DUBLIN – The share of electric vehicles (EVs) in total new car sales in Ireland has more than doubled in the first 11 months of this year, the country’s Central Bureau of Statistics (CSO) said on Wednesday.
During the January-November period of this year, a total of 16,001 new electric vehicles were sold in Ireland, representing 15.83% of all new cars sold in the country, up from 7.5% during the same time last year, the CSO said. in a press release.
Of all new electric vehicles sold in the first 11 months of this year, 8,414 were battery-electric vehicles (BEVs) or electric-only vehicles and 7,587 plug-in hybrid electric vehicles (PHEVs).
The share of BEVs in total new car sales also fell from 4.6% in the first 11 months of 2020 to 8.3% in 2021, the CSO said.
A total of 101,021 new cars were sold in Ireland in the first 11 months of this year, up 21.3% year-on-year, according to the CSO.
In a recently released climate action plan, the Irish government said it aims to increase the number of electric vehicles in the country to 945,000 by 2030 as part of its efforts to reduce greenhouse gas emissions Greenhouse.

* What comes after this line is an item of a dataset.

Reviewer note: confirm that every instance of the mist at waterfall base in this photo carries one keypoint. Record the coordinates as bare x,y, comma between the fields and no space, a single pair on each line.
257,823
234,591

Currently there are 45,000 electric vehicles in Ireland, according to the climate action plan.
The Irish government provides a wide range of support to encourage the purchase of electric vehicles.
These include a maximum grant of 5,000 euros (5,670 US dollars) for the purchase of a new BEV at a price below 60,000 euros and a grant of up to 600 euros for the installation of a domestic charger for new and used BEVs or PHEVs.
BEV users in Ireland also benefit from a 50% discount on tolls on bridges and roads across the country.